Martin Franz: Es galt bislang als sehr problematisch, wenn junge, gut ausgebildete Menschen mit Migrationshintergrund in die Türkei auswanderten. Die Diskussion drehte sich vor allem um den Verlust von Fachkräften und um die Frage, ob die Integrationspolitik gescheitert sei. Dabei wurde übersehen: Viele Auswanderer arbeiten in der Türkei für deutsche Unternehmen und sie sind wichtige Brückenbauer. Sie gehen auch nicht unbedingt dauerhaft, manche pendeln oder kommen nach ein paar Jahren zurück.
Wie viele hochqualifizierte Auswanderer gibt es?
Konkrete Zahlen gibt es nicht. Man kann aber feststellen, dass seit 2006 jährlich mehr Menschen in die Türkei gehen als umgekehrt. In unserem Projekt ging es besonders um die hochqualifizierten Deutschtürken. Einige hatten vorher bereits in der Türkei gelebt, andere sind in Deutschland geboren und aufgewachsen. Von den mehr als 6.200 deutschen Unternehmen, die in der Türkei aktiv sind, beschäftigen die meisten solche hochqualifizierten Deutschtürken.

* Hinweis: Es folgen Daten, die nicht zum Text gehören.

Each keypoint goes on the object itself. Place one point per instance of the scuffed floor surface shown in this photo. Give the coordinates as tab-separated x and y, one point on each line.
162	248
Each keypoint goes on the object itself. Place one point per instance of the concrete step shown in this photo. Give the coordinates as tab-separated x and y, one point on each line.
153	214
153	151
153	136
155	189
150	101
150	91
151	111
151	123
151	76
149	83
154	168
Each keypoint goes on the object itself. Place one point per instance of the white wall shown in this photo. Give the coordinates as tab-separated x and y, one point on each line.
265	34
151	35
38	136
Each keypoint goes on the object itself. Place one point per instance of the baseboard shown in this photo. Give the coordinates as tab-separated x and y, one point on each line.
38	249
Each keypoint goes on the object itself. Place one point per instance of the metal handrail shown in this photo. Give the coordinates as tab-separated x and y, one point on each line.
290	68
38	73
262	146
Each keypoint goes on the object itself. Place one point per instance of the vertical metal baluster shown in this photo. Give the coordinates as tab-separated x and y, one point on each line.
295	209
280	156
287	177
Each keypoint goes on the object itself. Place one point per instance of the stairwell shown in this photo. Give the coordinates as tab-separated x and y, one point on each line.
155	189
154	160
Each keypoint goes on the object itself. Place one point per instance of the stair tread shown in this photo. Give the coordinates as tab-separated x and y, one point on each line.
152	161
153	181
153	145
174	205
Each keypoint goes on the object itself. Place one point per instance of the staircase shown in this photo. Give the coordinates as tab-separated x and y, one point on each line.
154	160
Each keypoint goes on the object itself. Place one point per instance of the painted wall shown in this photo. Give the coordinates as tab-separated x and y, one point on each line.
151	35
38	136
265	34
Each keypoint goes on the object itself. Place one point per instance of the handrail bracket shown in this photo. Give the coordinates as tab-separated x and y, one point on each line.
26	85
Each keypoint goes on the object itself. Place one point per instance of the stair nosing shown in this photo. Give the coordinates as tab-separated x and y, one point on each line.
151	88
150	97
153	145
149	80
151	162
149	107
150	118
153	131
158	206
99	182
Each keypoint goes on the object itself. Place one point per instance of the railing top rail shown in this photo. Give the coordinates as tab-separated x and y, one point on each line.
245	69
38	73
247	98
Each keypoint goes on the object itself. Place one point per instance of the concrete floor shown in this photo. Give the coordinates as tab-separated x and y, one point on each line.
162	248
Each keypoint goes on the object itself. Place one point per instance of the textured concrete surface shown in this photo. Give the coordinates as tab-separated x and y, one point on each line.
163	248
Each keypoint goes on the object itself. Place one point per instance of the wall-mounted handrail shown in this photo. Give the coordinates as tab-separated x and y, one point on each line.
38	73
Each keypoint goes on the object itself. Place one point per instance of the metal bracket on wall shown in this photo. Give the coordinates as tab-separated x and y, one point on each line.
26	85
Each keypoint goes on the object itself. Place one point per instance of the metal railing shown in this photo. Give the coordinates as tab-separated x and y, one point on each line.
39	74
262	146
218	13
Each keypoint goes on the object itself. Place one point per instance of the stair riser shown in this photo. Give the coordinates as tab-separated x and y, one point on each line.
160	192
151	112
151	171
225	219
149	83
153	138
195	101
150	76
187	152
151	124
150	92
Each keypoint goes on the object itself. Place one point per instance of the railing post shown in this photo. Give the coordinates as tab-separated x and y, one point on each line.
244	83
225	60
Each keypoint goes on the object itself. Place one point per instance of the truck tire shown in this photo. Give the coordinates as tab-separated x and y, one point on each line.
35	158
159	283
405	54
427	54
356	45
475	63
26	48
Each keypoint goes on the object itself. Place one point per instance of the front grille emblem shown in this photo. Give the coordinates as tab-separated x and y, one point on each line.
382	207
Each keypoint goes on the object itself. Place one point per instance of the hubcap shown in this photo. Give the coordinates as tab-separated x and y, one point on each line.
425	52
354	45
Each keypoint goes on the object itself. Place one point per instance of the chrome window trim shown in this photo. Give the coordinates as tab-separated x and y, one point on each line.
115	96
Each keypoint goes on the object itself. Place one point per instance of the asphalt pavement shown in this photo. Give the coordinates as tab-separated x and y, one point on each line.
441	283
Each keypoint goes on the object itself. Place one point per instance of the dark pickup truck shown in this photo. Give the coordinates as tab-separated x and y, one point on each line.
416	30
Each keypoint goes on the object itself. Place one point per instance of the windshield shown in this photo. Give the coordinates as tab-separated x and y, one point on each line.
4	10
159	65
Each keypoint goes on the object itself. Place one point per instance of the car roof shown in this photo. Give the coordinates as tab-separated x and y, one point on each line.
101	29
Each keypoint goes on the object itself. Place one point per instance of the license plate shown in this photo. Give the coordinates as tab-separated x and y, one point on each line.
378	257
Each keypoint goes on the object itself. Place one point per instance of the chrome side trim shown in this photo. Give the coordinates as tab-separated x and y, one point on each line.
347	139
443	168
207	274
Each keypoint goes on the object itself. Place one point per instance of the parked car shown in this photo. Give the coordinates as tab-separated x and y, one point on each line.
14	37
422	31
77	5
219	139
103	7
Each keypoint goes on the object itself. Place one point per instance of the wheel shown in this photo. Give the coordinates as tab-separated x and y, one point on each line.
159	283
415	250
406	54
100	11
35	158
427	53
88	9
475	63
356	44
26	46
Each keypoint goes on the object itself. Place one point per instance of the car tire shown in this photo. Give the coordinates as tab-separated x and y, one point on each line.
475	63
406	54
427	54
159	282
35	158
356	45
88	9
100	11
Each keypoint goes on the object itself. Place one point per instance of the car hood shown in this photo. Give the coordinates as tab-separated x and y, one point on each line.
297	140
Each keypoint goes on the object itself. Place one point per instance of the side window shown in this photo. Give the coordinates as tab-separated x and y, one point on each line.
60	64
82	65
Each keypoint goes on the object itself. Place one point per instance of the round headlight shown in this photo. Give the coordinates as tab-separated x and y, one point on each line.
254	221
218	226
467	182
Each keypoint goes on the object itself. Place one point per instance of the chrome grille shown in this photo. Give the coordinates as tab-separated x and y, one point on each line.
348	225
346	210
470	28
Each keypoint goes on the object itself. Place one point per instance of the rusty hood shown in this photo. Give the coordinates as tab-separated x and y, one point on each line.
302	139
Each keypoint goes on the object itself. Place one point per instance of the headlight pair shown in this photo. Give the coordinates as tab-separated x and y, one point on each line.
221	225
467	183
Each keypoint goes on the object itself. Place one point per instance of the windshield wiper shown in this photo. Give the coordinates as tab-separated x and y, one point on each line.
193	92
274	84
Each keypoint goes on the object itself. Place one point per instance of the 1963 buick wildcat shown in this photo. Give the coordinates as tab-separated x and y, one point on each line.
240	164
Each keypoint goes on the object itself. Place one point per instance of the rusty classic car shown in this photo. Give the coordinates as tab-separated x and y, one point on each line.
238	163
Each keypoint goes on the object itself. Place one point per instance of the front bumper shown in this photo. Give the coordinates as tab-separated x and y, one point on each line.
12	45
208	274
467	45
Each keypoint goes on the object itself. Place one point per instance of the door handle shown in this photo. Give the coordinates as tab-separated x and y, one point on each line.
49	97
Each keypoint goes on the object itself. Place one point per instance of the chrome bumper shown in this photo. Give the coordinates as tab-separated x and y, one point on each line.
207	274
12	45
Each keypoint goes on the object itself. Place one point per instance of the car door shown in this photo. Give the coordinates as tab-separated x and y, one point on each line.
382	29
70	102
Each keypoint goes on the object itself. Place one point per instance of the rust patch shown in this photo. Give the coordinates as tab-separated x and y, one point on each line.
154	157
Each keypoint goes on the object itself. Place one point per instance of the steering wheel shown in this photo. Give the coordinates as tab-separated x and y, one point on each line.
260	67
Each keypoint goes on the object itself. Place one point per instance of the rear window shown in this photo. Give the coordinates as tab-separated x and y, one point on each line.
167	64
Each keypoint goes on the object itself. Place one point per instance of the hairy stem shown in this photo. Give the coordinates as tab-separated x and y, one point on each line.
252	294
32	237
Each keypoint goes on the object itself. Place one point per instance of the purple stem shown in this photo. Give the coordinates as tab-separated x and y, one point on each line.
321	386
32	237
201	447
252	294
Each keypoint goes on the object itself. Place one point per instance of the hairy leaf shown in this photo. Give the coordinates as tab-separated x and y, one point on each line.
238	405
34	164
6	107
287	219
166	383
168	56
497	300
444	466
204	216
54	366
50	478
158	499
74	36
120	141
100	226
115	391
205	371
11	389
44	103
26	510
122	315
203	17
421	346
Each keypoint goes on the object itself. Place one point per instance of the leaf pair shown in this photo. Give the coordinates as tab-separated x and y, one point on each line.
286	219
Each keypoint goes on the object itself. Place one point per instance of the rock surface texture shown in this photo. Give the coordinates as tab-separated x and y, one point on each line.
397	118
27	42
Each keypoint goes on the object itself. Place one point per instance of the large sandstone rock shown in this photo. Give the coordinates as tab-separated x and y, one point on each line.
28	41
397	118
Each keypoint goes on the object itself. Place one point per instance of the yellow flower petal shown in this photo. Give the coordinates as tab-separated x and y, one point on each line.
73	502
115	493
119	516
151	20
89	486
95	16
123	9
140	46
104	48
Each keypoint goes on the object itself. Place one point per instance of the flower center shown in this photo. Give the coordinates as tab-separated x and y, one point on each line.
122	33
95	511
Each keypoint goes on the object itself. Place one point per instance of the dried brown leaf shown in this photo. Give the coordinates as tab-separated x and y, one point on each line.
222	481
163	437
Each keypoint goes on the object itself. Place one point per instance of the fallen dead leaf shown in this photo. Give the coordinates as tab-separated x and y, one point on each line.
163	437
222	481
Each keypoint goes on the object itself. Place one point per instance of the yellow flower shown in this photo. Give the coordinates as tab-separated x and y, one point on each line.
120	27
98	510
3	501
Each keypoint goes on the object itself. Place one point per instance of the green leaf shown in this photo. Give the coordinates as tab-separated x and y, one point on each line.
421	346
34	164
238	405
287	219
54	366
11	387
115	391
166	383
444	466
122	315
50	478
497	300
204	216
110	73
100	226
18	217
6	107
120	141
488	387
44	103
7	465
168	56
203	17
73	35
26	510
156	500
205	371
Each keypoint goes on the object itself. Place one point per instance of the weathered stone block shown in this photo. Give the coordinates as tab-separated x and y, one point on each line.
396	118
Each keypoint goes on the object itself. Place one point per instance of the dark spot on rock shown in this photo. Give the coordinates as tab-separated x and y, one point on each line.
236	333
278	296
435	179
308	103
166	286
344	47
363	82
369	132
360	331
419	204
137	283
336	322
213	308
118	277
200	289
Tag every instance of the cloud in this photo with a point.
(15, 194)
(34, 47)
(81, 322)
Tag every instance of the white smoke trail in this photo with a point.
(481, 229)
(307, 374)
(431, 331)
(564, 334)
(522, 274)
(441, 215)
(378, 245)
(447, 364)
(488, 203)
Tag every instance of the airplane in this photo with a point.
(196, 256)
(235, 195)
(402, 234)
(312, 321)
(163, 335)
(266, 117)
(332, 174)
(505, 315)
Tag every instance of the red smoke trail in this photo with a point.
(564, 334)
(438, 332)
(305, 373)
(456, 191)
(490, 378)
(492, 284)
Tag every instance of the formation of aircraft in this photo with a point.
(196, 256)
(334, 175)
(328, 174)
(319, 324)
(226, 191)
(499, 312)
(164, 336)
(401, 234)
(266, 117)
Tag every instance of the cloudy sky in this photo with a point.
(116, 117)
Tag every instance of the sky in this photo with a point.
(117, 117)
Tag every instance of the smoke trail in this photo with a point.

Ist die Diskussion um einen "Brain-Drain", also um einen Verlust von Talenten, übertrieben?
Ich würde nicht von "Brain-Drain" sprechen, sondern eher von "Brain-Circulation". Besonders im Fall der hochqualifizierten Deutschtürken kann man das sehen: Sie leben mal in der Türkei und dann wieder in Deutschland. Sie vereinfachen damit transnationale Wirtschaftsbeziehungen. Das bringt Vorteile für beide Länder. Migration ist eben keine Einbahnstraße. Das gilt übrigens auch für die aktuelle Flüchtlingsmigration. Vielleicht geht es Syrien irgendwann besser und dann werden diejenigen, die zurückgehen, Deutschland verbunden bleiben. Daraus können dann wieder neue wirtschaftliche Beziehungen entstehen.

Prof. Dr. MARTIN FRANZ ist Professor für Human-geographie mit dem Schwerpunkt Wirtschafts-geographie an der Universität Osnabrück. In dem Forschungsprojekt „MIDETI – (Re-)Migranten im deutsch-türkischen Innovationsnetzwerk“ hat er zusammen mit Kollegen aus der Türkei die Biographien von über 80 Remigranten ausgewertet.
Warum wollen türkeistämmige Akademiker auswandern?
Viele haben Lust, mit ihrer „Zusatzqualifikation“ etwas anzufangen und sie interessieren sich für das Land ihrer Eltern oder Großeltern. Einige der Befragten fühlen sich in Deutschland bei Bewerbungen diskriminiert. Um dem zu entgehen, suchen sie sich eine Arbeit in der Türkei. Manche erhoffen sich auch einfach bessere Karrierechancen: Wir haben zum Beispiel im Rahmen unserer Untersuchungen eine junge Frau interviewt, die ursprünglich aus Bayern kam und in Dortmund studiert hat. Anschließend ging sie in die Türkei, um erste Berufserfahrung zu sammeln. Heute arbeitet sie als SAP-Software-Beraterin und pendelt regelmäßig zwischen Deutschland und der Türkei.
Und was versprechen sich die Unternehmen?
Viele Unternehmen wollen die Fähigkeiten der Deutschtürken nutzen, zum Beispiel wenn sie einen neuen Geschäftszweig in der Türkei aufbauen. Dann suchen sie jemanden für die Führungsebene, der sich in beiden Kulturen gut auskennt und beide Sprachen spricht. Häufig arbeiten Remigranten an der Schnittstelle zwischen der Unternehmenszentrale in Deutschland und der Tochterfirma in der Türkei – sie können mit beiden Seiten leicht kommunizieren und dienen so als Brückenköpfe.
Derzeit ist das Verhältnis zwischen der Türkei und Deutschland angespannt. Merken das auch die Remigranten?
Generell sind die meisten Remigranten, die wir befragt haben, mit ihrer Entscheidung zufrieden. Einige sind aber zunehmend verunsichert wegen der politischen und wirtschaftlichen Lage. Der Drang, in die Türkei zu gehen, nimmt ab – das sagen uns die Unternehmen und Personalvermittler. Für die ist es in letzter Zeit schwieriger geworden, geeignete Kandidaten zu finden.